LIBAN - Les attaques contre les travailleurs syriens doivent cesser et leurs auteurs présumés doivent être traduits en justice

Index AI : MDE 18/004/2005

Jeudi 21 avril 2005

DÉCLARATION PUBLIQUE

Amnesty International est extrêmement préoccupée par les informations selon lesquelles plusieurs dizaines de Syriens travaillant au Liban ont été tués et un très grand nombre d’autres ont été la cible de passages à tabac, de tirs, de menaces ou de vols depuis l’assassinat, le 14 février 2005, de l’ancien Premier ministre Rafic Hariri. L’organisation lance un appel en faveur de l’arrêt immédiat des attaques xénophobes et demande aux autorités libanaises de mener des enquêtes exhaustives sur ces actes, de traduire leurs auteurs présumés devant les tribunaux lors de procédures conformes aux normes internationales d’équité et de prendre des mesures de protection vis-à-vis des travailleurs syriens.

Des sources des services syriens de l’immigration auraient indiqué que, entre le 14 février et le 8 mars, les corps de plus de 20 travailleurs syriens avaient été ramenés en Syrie via le poste-frontière de Jdeide Yabous. Il semble que des milliers de Syriens ont fui le Liban à la suite des violences et des menaces dirigées contre leur communauté. Un grand nombre d’entre eux seraient partis sans percevoir le salaire qui leur était dû. Certains avaient réclamé, en vain, ce versement auprès de leur employeur.

Un grand nombre des victimes seraient mortes lors de l’incendie criminel de campements de tentes ou d’autres logements précaires occupés par les ouvriers, ou après avoir été emmenées dans des lieux isolés où elles devaient travailler. En outre, Amnesty International a appris qu’à la fin du mois de février, deux Syriens avaient été tués à Aramoun, au sud de Beyrouth, avant d’être jetés du toit d’un bâtiment de quatre étages. Le 19 mars, à Ghobeiri, dans la banlieue sud de la capitale, deux de leurs compatriotes auraient été tués à coups de couteau par un groupe de personnes en colère qui auraient ensuite pris la fuite. Deux autres Syriens auraient été tués, respectivement les 9 et 12 mars, à Tyr et à Beyrouth, dans le quartier de Tariq Jdeide. On ignore toutefois la raison précise de leur mort.

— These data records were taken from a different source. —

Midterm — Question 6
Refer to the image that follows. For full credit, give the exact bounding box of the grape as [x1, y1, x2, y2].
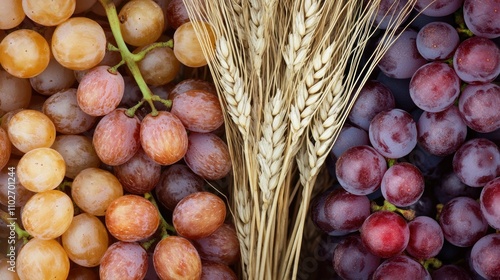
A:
[470, 233, 500, 279]
[453, 36, 500, 83]
[359, 211, 410, 258]
[453, 138, 500, 187]
[30, 58, 76, 95]
[348, 80, 395, 130]
[51, 17, 107, 70]
[368, 109, 417, 158]
[417, 106, 467, 156]
[380, 162, 425, 207]
[92, 108, 141, 166]
[0, 69, 32, 116]
[21, 190, 74, 240]
[463, 0, 500, 38]
[61, 213, 108, 267]
[184, 132, 232, 180]
[16, 238, 70, 280]
[42, 88, 97, 134]
[22, 0, 76, 26]
[479, 177, 500, 229]
[99, 241, 148, 280]
[140, 111, 188, 165]
[155, 163, 205, 210]
[192, 223, 240, 265]
[439, 197, 488, 247]
[410, 62, 460, 112]
[335, 145, 387, 195]
[71, 167, 123, 216]
[172, 192, 226, 239]
[0, 29, 50, 78]
[416, 21, 460, 60]
[118, 0, 165, 47]
[174, 21, 215, 67]
[378, 29, 427, 79]
[458, 83, 500, 133]
[76, 65, 125, 116]
[372, 255, 431, 280]
[7, 109, 56, 153]
[333, 235, 380, 280]
[415, 0, 464, 17]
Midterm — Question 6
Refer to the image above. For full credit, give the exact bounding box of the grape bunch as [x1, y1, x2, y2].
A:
[0, 0, 240, 280]
[310, 0, 500, 279]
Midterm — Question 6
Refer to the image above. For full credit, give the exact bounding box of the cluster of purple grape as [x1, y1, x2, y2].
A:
[311, 0, 500, 279]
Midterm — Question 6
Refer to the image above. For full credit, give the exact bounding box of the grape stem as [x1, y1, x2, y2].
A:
[99, 0, 173, 117]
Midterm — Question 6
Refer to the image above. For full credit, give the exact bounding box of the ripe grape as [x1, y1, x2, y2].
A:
[99, 241, 148, 280]
[458, 83, 500, 133]
[368, 108, 417, 158]
[184, 132, 232, 180]
[42, 88, 97, 134]
[410, 62, 460, 112]
[174, 21, 215, 67]
[470, 233, 500, 279]
[7, 109, 56, 153]
[17, 148, 66, 192]
[140, 111, 188, 165]
[359, 211, 410, 258]
[21, 190, 74, 240]
[380, 162, 425, 207]
[155, 163, 205, 211]
[71, 167, 123, 216]
[453, 138, 500, 187]
[51, 17, 107, 70]
[172, 192, 226, 239]
[153, 236, 202, 280]
[335, 145, 387, 195]
[16, 238, 70, 280]
[76, 65, 125, 116]
[453, 36, 500, 83]
[416, 21, 460, 60]
[417, 106, 467, 156]
[118, 0, 165, 47]
[479, 177, 500, 229]
[0, 29, 50, 78]
[439, 197, 488, 247]
[61, 213, 108, 267]
[333, 234, 380, 280]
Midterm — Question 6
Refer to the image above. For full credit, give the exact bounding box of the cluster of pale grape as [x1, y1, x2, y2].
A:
[311, 0, 500, 280]
[0, 0, 240, 280]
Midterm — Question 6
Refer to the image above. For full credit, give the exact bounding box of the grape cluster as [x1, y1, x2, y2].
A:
[0, 0, 240, 280]
[310, 0, 500, 279]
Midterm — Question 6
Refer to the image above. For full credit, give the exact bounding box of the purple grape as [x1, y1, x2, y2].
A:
[453, 138, 500, 187]
[380, 162, 425, 207]
[470, 233, 500, 279]
[410, 62, 460, 112]
[417, 106, 467, 156]
[335, 145, 387, 195]
[378, 29, 427, 79]
[415, 0, 464, 17]
[463, 0, 500, 38]
[439, 197, 488, 247]
[368, 109, 417, 158]
[333, 235, 380, 280]
[416, 21, 460, 60]
[453, 36, 500, 83]
[372, 255, 431, 280]
[458, 83, 500, 133]
[348, 80, 396, 130]
[479, 177, 500, 230]
[406, 216, 444, 260]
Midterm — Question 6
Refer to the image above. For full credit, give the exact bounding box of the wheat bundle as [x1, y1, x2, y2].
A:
[184, 0, 415, 279]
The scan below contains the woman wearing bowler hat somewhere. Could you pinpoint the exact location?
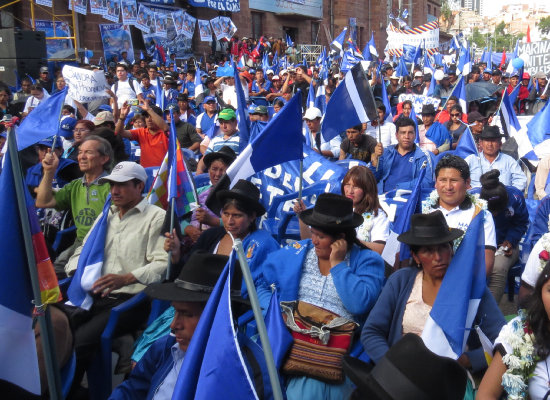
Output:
[257,193,384,400]
[361,210,505,390]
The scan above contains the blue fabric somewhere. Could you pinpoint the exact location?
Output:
[361,267,506,372]
[370,146,435,193]
[256,239,384,323]
[470,186,532,247]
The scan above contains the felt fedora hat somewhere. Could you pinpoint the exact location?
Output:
[299,193,363,230]
[145,250,244,302]
[343,333,468,400]
[216,179,265,217]
[397,210,464,246]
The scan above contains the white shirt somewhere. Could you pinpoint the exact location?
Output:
[111,79,141,108]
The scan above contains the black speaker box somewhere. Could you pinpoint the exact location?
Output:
[0,58,47,86]
[0,28,47,59]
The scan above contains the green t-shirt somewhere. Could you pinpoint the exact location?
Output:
[54,179,111,242]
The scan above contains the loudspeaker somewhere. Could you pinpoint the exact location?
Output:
[0,28,47,59]
[0,58,47,86]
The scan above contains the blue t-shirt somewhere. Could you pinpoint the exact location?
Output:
[384,150,414,193]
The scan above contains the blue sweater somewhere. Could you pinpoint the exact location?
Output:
[361,267,506,372]
[256,239,384,323]
[370,146,435,194]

Le 13 avril, Amnesty International a reçu une réponse de la Direction générale de la sécurité générale libanaise à sa demande d’information concernant les attaques, notamment les homicides, perpétrées contre des Syriens depuis le 14 février. L’organisation avait également cherché à savoir si un ou plusieurs des auteurs présumés de ces actes étaient traduits en justice. Parmi les attaques contre des Syriens recensées officiellement, on dénombre 31 affaires d’incendie criminel de logements provisoires de travailleurs entre le 27 février et le 23 mars, 43 agressions physiques - jets de pierres ou de grenades, coups de bâton, tirs d’armes à feu, ces actes s’accompagnant parfois de vols - entre le 1er mars et le 6 avril -, deux enlèvements et un viol, l’incendie criminel ou la dégradation d’un certain nombre de véhicules et 17 cas de menaces proférées contre des personnes afin de les contraindre à quitter le pays.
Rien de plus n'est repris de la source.